Let’s face it, everyone loves a holiday! Whether it’s beachside, countryside, mountainside or in the bush – there’s something about a holiday that brings instant relaxation and rejuvenation. It’s not uncommon to return from a holiday wishing it hadn’t ended. What if there was a way that you could go on a holiday (almost) whenever you wanted? We are talking about purchasing a holiday house.
While the allure of having a holiday house for personal trips and weekends away is undeniable, a holiday house carries with it the potential for many other benefits. The benefits of purchasing a holiday house are twofold: the obvious leisure benefits and lesser known tax and depreciation benefits.
Under The Australian Tax Law, owners of holiday houses are awarded a number of benefits when the home is rented out to tenants. Negative gearing is when the cost of owning a property exceed its income. This can include loan interest, bank fees, repairs, maintenance and depreciation in capital. If you are in this boat you are able to claim tax deductions mortgage interest payments during tenancy, cost of works and prices of services and replacements.

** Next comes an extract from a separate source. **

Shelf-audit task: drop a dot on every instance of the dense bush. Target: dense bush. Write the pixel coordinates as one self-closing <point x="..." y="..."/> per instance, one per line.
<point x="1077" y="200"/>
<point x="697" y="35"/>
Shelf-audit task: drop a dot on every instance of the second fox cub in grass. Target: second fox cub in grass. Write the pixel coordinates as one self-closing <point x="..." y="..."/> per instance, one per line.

Short-stay homes – i.e. those that are fully furnished and rented out for short periods of time – offer the biggest tax benefits. An owner can claim up to 4% depreciation for 25 years instead of the 2.5% for 40 years you can claim for other investment types.

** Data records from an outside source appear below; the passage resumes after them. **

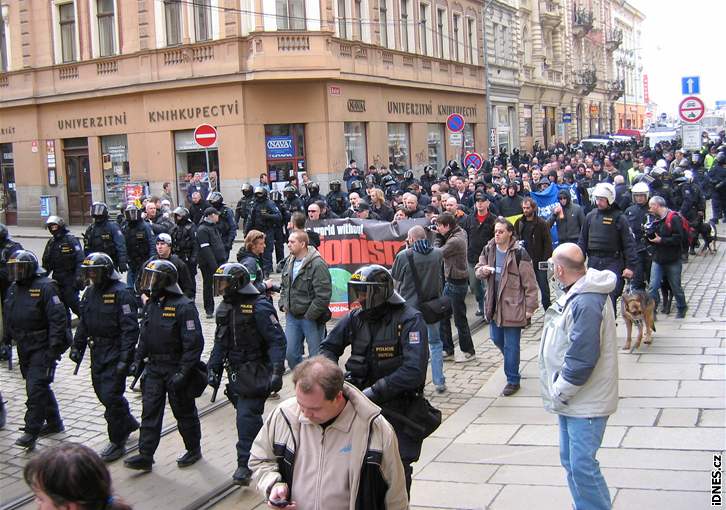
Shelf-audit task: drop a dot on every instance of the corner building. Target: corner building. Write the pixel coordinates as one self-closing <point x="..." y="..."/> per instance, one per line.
<point x="99" y="98"/>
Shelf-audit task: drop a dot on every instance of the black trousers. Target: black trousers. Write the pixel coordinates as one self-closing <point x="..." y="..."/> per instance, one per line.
<point x="41" y="405"/>
<point x="154" y="390"/>
<point x="109" y="389"/>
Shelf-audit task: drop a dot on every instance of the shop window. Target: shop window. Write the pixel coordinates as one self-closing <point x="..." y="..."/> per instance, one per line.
<point x="194" y="163"/>
<point x="67" y="21"/>
<point x="435" y="143"/>
<point x="399" y="155"/>
<point x="106" y="27"/>
<point x="355" y="143"/>
<point x="285" y="152"/>
<point x="202" y="20"/>
<point x="172" y="18"/>
<point x="290" y="14"/>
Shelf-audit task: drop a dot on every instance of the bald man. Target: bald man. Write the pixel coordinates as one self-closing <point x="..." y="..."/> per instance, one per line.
<point x="578" y="362"/>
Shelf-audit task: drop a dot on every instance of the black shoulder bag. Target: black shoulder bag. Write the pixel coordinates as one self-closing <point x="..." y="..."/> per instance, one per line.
<point x="433" y="310"/>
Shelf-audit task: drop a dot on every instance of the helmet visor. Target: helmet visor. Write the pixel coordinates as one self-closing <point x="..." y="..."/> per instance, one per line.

Leasing your house in the short term is a great way to help pay your loan and insurance. During holidays prices on rentals surge and this can be an opportunity to make a quick buck. If you can forego the holiday yourself and leave the property for someone else, that is! The average demand for holiday homes is eight to ten weeks a year, so be sure to factor this into your budget so that you can accurately balance your own lifestyle and income at the same time.
Additional expenses of a holiday house
Benefits aside, a holiday house can be an expensive investment. Firstly there are duplicate loan repayments, insurance, rates and utility bills. But then a holiday house needs to be furnished and kept clean for the variety of guests that come through. And there’s the cost of advertising your home for rent. You can list your holiday home online through websites like Airbnb and Stayz that take a percentage of the booking costs as payment, or online through real estate agents which will charge a commission. Also consider the costs of a house with no tenant. If there isn’t someone in it paying rent, you will have to cover the full cost of the mortgage repayments during that month. This can be a significant financial burden if you are not prepared for this additional expense.

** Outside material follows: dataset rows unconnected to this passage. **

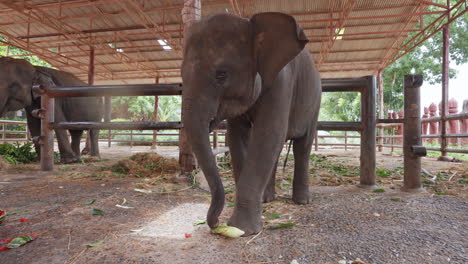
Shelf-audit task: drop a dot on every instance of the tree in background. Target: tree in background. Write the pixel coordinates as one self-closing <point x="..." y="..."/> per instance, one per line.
<point x="425" y="59"/>
<point x="10" y="50"/>
<point x="141" y="108"/>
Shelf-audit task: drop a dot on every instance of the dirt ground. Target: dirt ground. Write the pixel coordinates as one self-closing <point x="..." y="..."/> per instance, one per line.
<point x="342" y="224"/>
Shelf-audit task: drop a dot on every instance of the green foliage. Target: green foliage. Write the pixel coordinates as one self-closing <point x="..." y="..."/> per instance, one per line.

Tips to make a good decision
- Don’t rush the purchase. You may fall in love with the idea of a holiday house in the summer. But the purchase of a holiday house is just as significant as that of a home. It is something that should take time and careful consideration, and not be part of a whim.
- Research the area. Beach towns are obviously most attractive in summer. Put the time in to assess the market and the growth rate of the area.
- Calculate costs. Don’t create a budget based on the assumption that there will always be a tenant in the house. Determine what you can afford during the down times so you don’t end up caught short financially.